Sorry, I'm a speaker of the Queen's English:

British Slang. work; labor.

http://www.dictionary.com/browse/graft

That's not the Queen's English, HRH speaks RP.
Why is the USSR a strawman?
Because it was a dictatorship, and Communism, not Socialism. Socialism is as practiced in Scandinavia, UK, France, the rest of the EU really, NZ, Australia and so on and on. Socialism has become a dirty demonised word in the USA and that gets in the way of the equality of opportunity benefits a decent society provides.
Exactly! I see it as basically the same thing. Redistribution of resources from producers to non-producers. You have to look at it from a very fundamental vantage point.
s/fundamental/simplistic/

Fixed that for ya

s/Egalitarianism/Authoritarianism/
No communist societies have ever been able to feed themselves - from the Pilgrims, to the USSR, to Jamestown, to the kibbutzen, to North Korea. Voluntary or coercive, the results are the same.
If this is Walter Bright creator of D, I must say I'm in awe.

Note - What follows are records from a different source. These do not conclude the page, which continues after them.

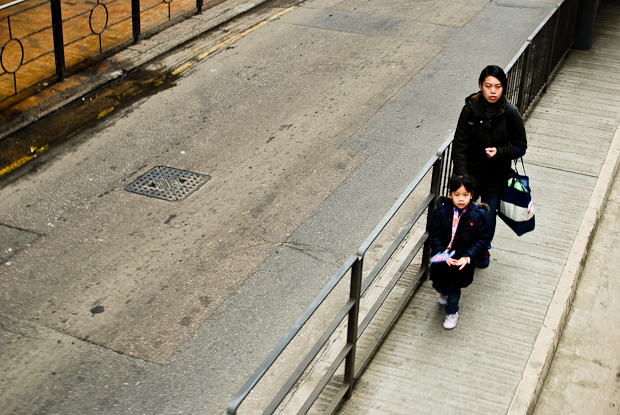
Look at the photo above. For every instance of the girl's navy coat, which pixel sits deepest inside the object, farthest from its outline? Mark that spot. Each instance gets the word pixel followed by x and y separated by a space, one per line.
pixel 471 238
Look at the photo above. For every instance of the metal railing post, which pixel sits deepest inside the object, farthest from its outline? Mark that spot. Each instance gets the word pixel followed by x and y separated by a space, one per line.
pixel 356 287
pixel 135 20
pixel 435 189
pixel 59 44
pixel 522 80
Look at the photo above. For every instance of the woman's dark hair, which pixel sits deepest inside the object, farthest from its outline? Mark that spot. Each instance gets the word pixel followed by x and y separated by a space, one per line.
pixel 461 180
pixel 495 71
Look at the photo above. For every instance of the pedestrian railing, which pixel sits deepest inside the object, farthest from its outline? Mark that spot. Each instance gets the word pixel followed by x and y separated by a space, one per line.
pixel 365 310
pixel 42 39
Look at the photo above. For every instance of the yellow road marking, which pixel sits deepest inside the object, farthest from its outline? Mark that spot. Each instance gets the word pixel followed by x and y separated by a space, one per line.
pixel 231 40
pixel 22 161
pixel 181 68
pixel 275 16
pixel 105 112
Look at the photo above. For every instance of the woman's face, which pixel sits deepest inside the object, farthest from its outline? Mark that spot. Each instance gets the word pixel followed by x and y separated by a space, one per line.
pixel 492 89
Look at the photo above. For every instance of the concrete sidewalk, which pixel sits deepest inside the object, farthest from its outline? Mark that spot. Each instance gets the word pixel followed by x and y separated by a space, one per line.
pixel 496 360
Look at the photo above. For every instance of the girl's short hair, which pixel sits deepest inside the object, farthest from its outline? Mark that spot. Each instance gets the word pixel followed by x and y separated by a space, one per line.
pixel 495 71
pixel 459 180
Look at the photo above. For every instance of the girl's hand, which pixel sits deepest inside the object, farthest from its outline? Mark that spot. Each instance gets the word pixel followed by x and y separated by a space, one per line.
pixel 461 262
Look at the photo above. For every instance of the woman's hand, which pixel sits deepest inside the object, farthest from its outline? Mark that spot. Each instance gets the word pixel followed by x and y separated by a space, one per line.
pixel 461 262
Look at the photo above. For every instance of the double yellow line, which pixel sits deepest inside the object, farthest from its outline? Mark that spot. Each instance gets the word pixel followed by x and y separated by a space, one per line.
pixel 23 160
pixel 231 40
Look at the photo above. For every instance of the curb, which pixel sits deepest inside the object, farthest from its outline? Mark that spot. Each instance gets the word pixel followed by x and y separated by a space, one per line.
pixel 62 93
pixel 537 367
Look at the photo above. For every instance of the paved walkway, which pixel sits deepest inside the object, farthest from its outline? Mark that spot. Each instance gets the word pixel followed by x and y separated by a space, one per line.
pixel 494 361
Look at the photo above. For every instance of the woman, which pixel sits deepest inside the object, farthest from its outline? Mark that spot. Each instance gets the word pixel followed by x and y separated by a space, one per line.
pixel 489 135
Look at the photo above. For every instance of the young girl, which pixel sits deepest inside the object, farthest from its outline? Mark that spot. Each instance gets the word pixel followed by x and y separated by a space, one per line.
pixel 457 234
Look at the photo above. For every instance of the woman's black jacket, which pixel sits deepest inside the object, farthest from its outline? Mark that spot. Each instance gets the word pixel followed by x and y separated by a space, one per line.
pixel 475 132
pixel 472 237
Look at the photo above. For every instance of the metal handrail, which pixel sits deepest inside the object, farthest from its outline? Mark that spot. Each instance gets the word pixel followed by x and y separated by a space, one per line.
pixel 13 3
pixel 523 72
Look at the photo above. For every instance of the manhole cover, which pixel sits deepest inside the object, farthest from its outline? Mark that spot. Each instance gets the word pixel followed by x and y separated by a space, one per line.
pixel 167 183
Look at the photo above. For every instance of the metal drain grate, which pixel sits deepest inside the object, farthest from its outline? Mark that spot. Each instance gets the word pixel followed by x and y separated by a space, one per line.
pixel 167 183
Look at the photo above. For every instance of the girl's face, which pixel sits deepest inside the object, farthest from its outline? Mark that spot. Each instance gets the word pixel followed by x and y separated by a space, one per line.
pixel 461 197
pixel 492 89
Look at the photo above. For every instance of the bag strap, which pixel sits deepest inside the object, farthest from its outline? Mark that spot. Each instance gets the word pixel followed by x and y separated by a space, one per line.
pixel 522 165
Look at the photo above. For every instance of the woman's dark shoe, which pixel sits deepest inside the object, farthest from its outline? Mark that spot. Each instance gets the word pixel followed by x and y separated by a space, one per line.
pixel 483 260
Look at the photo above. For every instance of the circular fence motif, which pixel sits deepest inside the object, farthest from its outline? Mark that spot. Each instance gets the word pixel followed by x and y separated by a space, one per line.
pixel 98 19
pixel 11 51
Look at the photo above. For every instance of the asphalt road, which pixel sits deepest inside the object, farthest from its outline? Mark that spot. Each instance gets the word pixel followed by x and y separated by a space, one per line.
pixel 309 126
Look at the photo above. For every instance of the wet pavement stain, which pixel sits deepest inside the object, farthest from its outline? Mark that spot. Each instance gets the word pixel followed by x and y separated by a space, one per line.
pixel 97 310
pixel 88 112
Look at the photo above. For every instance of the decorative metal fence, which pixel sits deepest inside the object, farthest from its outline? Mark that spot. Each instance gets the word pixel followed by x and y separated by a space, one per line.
pixel 42 39
pixel 528 74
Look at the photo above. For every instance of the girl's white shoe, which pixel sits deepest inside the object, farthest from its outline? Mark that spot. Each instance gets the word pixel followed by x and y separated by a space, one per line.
pixel 451 320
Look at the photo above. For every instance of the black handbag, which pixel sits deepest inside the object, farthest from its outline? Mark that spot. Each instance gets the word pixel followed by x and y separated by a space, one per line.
pixel 515 206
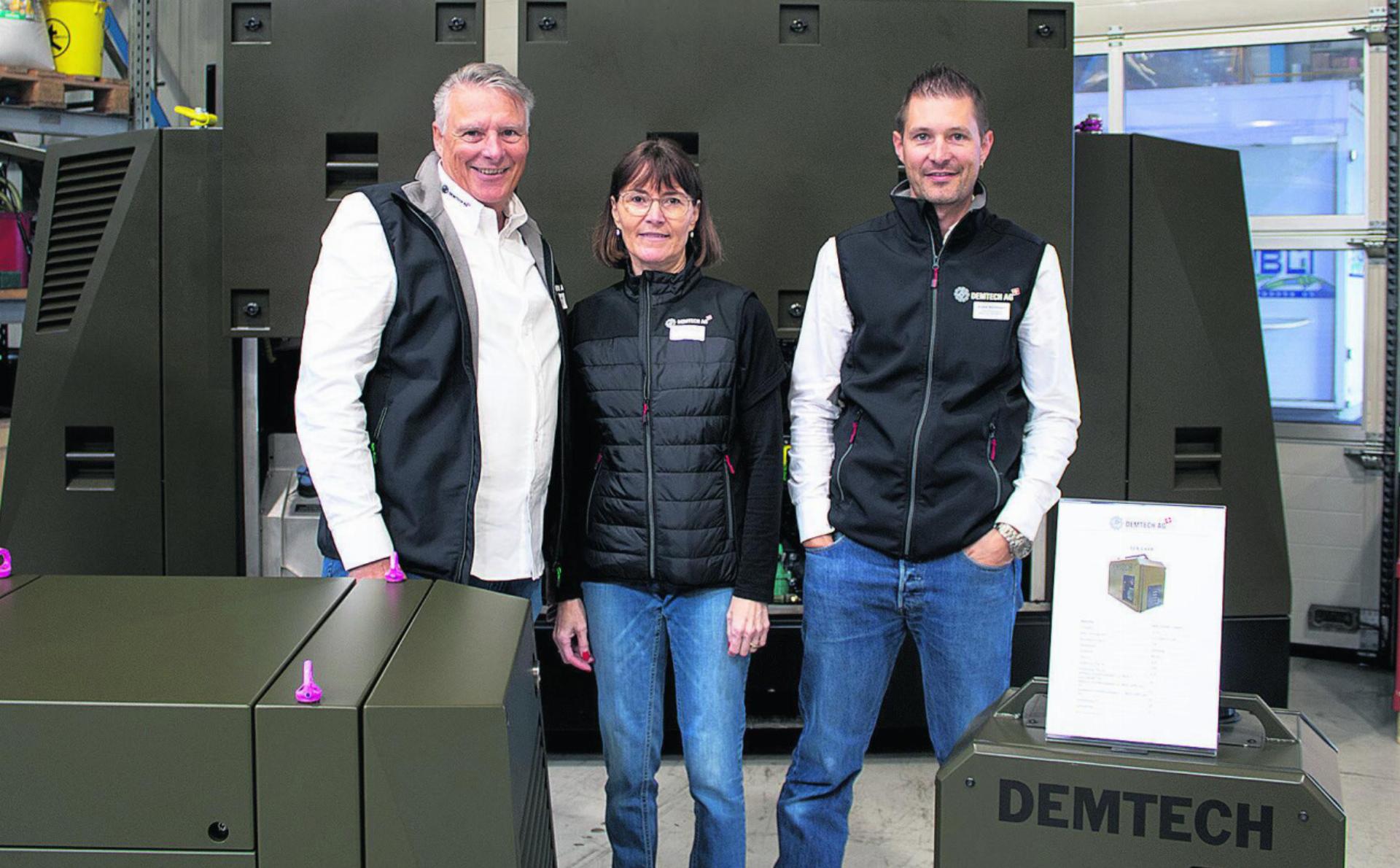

Nonetheless, I agree with you 100%. It doesn't matter what form it takes. Majority of my millennial peers refuse to even accept that socialism leads to the inevitable outcome that is communism and that it is an evil that would deprive all of us of our individual liberties to a point where all human decency will be lost.

The great thing about a free market country is people can form workers' collectives if they want to. The only thing is they can neither force anyone to join nor prevent anyone from leaving.

Many such have been formed over the years in the US, and they've all collapsed.

Indeed a free market allows for workers to voluntarily unionise but seldom is it the case that members are free to leave at will. Any form of collectivism yields the loss of personal liberty and loss of property rights(members cannot opt out of perpetual membership fees). It doesn't help that most union leaders are disingenuous actors who exhibit acidic levels of corruption only comparable to that of majority of government bureaucrats.
There have been a lot of communistic societies over the years so I would be cautious about declaring them all unable to feed themselves. Having said this the only exception I can think of are the Doukobors [1].